To Reproduce (Optional)
the run.cfg I used:

[General]
job_type = SLURM
job_prefix = nextPolish
task = best
rewrite = yes
rerun = 3
parallel_jobs = 12
multithread_jobs = 5
genome = /datastore/SEED1/Martin/Apomixis_Breeding/Analyses_output/ONT/nextdenovo_out/ES612/assembly_3/03.ctg_graph/01.ctg_graph.sh.work/nd.asm.fasta
genome_size = auto
workdir = ${HOME}/nextpolish_out/ES612/run1
polish_options = -p 35

[sgs_options]
sgs_fofn = ./sgs1.fofn
sgs_options = -max_depth 100 -bwa

[lgs_options]
lgs_fofn = ./lgs1.fofn
lgs_options = -min_read_len 1k -max_depth 100
lgs_minimap2_options = -x map-ont

Additional context (Optional)
Add any other context about the problem here.

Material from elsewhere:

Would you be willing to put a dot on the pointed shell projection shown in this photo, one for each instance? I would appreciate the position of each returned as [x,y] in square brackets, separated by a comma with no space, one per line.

Answer 1 · 2023-01-29T01:23:29.000Z

Try to use your own alignment pipeline, and then only use NextPolish to polish the genome, see here

PS: I don't know how to allow more computing time, maybe you need to ask your system administrator for help

Answer 2 · 2023-01-30T23:06:57.000Z

Hello,

thank you for your advice. I could now fix at least the timeout issue in paralleltask cluster.cfg file and nextpolish with standard run.cfg for short and long reads now continues to run. But the underlying problem seems that especially in the "polish_genome" step the program seems to not run properly or at least very slow as almost no CPU is used and also the memory usage is pretty low (please see attachment).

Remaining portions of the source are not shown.